Despite the critical drubbing, the film's premise is doing a lot of heavy lifting here. A journalist infiltrating a psychedelic wellness center run by a charismatic manipulator? That's a genuinely compelling setup. What really strikes me is how the film uses psilocybin not as a cheap horror prop, but as a subtle mechanism of control. Don doesn't terrorize his clients with jump scares; he gently, terrifyingly, softens them. The scenes where Michelle begins to doubt her own perceptions are the film's strongest. They're genuinely unsettling.
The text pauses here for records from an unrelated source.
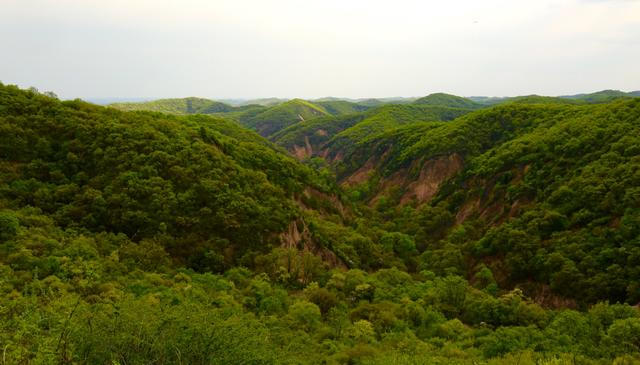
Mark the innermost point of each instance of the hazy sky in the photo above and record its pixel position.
(296, 48)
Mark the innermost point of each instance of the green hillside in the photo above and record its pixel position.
(543, 192)
(603, 96)
(177, 106)
(507, 235)
(449, 100)
(339, 107)
(342, 132)
(283, 115)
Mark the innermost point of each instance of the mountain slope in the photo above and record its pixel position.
(449, 100)
(182, 106)
(544, 192)
(283, 115)
(192, 184)
(330, 136)
(603, 96)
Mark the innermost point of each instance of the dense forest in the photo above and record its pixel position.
(440, 230)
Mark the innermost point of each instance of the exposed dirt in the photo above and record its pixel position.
(362, 174)
(302, 240)
(433, 173)
(467, 210)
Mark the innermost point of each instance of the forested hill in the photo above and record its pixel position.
(193, 185)
(506, 235)
(189, 105)
(543, 194)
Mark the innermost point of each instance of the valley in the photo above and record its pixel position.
(439, 230)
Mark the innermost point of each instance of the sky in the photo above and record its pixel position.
(308, 49)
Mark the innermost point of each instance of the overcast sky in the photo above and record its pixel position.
(295, 48)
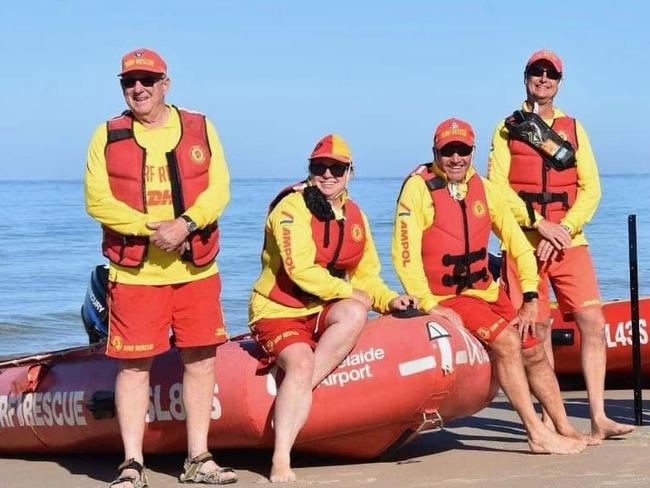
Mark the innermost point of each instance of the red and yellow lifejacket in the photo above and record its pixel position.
(339, 248)
(188, 165)
(454, 247)
(544, 189)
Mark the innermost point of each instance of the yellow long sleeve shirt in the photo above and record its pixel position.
(159, 267)
(308, 275)
(588, 194)
(410, 226)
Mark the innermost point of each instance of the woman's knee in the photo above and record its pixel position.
(297, 361)
(591, 324)
(507, 344)
(534, 355)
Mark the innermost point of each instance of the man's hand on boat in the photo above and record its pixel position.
(525, 320)
(403, 302)
(449, 314)
(169, 235)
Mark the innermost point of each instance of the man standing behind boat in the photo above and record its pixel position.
(320, 276)
(543, 160)
(444, 215)
(157, 181)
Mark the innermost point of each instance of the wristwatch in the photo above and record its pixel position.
(191, 225)
(529, 296)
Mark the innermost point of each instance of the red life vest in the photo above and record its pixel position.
(454, 247)
(188, 165)
(339, 248)
(543, 188)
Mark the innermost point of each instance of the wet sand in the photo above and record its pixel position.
(486, 450)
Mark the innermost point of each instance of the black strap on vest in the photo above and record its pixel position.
(542, 198)
(116, 135)
(531, 129)
(465, 281)
(460, 275)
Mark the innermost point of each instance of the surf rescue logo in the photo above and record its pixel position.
(117, 343)
(404, 211)
(197, 154)
(483, 333)
(287, 218)
(478, 208)
(357, 233)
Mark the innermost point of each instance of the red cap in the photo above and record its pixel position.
(332, 146)
(548, 55)
(143, 60)
(453, 130)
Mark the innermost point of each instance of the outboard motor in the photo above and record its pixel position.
(94, 311)
(494, 265)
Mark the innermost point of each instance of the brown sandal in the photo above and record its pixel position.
(191, 472)
(139, 481)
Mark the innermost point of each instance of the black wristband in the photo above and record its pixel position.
(529, 296)
(191, 225)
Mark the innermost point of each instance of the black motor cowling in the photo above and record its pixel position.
(94, 311)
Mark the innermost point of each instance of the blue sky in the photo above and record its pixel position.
(276, 76)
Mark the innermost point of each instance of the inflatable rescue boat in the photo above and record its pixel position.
(405, 376)
(618, 334)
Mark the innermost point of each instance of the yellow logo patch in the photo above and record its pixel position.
(357, 233)
(197, 154)
(483, 333)
(478, 208)
(116, 342)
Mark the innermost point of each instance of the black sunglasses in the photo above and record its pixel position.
(146, 81)
(449, 150)
(551, 73)
(336, 169)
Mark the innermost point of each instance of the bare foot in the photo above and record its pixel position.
(606, 428)
(127, 473)
(547, 442)
(211, 466)
(281, 471)
(548, 423)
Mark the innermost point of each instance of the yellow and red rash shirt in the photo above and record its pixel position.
(588, 194)
(159, 267)
(288, 234)
(415, 213)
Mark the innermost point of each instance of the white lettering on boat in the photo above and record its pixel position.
(476, 353)
(355, 367)
(42, 409)
(165, 406)
(621, 334)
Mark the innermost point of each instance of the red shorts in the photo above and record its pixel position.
(486, 320)
(276, 334)
(140, 317)
(572, 276)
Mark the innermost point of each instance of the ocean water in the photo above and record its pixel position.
(49, 246)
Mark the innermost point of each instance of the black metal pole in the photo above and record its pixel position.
(634, 315)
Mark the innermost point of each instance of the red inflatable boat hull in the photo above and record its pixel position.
(404, 377)
(618, 333)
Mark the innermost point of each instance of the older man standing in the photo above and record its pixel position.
(157, 181)
(543, 160)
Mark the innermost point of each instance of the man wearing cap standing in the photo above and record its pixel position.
(320, 276)
(156, 180)
(543, 160)
(444, 215)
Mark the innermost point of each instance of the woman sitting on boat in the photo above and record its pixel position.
(320, 276)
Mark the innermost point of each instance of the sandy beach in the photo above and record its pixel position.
(486, 450)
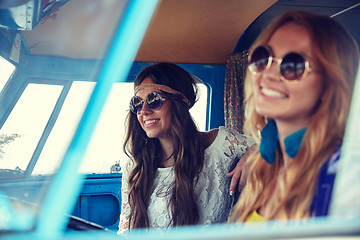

So, should you watch it? If you're drawn to psychological thrillers about cults, identity fracture, and the weaponization of therapy—think Martha Marcy May Marlene or The Invitation—then this one might belong on your list. Nicole Weber's committed intensity as Michelle really pulls you through the slower stretches. For the right audience, 89 minutes of controlled unease is exactly enough.

Where to Stream Wet Paper Bag Right Now

Wet Paper Bag became available on major streaming platforms on June 2, 2026, following a brief theatrical run in Minnesota. Through distributor X4 Distribution, you can find it on:

  • Apple TV
  • Amazon
  • Fandango at Home

That's solid reach for an independent release of this scale, giving viewers multiple options. Availability can sometimes shift or vary by region, so for the most up-to-date information, check Movie OTT's live availability tracker. It pulls real-time data to help you find it without clicking around blind.

Behind the Scenes: Production & Cast

This independent production comes from Adam Burke Productions and Jud Nichols Productions, co-directed by Adam Burke and Jud Nichols. Burke also wore multiple hats, handling screenwriting and co-producer duties. That's a lot for one person, and it shows both in the film's ambitious scope and its occasional rough edges.

The film has an interesting backstory. A PRWeb press release framed the project as an "unlikely filmmaking journey," inviting audiences to follow the team from unconventional origins to a finished feature. Whether that's clever marketing or a genuine statement of intent, it certainly highlights the grassroots nature of the project.

Nicole Weber anchors the film as Michelle. Her performance as a journalist struggling to maintain professional distance while emotionally unraveling is what the movie leans on hardest. The supporting cast—including Reilly, the boyfriend, and Don, the antagonist—fill out the cult-adjacent dynamic, but with less backstory than you might hope for.

Frequently Asked Questions

Q: Is Wet Paper Bag based on a true story? There's no indication Wet Paper Bag is based on specific real events. While it draws on real-world anxieties around psychedelic wellness centers, cult dynamics, and the therapeutic misuse of substances like MDMA and psilocybin, the story and characters appear to be original fiction.

Q: How long is Wet Paper Bag? Wet Paper Bag runs approximately 89 minutes, making it a lean, single-sitting watch.

Q: Who directed Wet Paper Bag? The film was co-directed by Adam Burke and Jud Nichols. Adam Burke also wrote the screenplay.

Final Thoughts: Who Wet Paper Bag Is For

Wet Paper Bag isn't a polished, blockbuster thriller. It's an independent film with a genuinely strong core concept, uneven execution, and one standout lead performance that, for some, makes the whole thing worth a watch. If you're the kind of viewer who appreciates psychological dread, stories of identity fracture, and the unsettling side of "wellness," you might find its controlled unease compelling. For those who demand tight plotting and fully fleshed-out supporting characters, it might fall short. Movie OTT will keep this page updated as new critical scores (if any emerge) and streaming changes come in.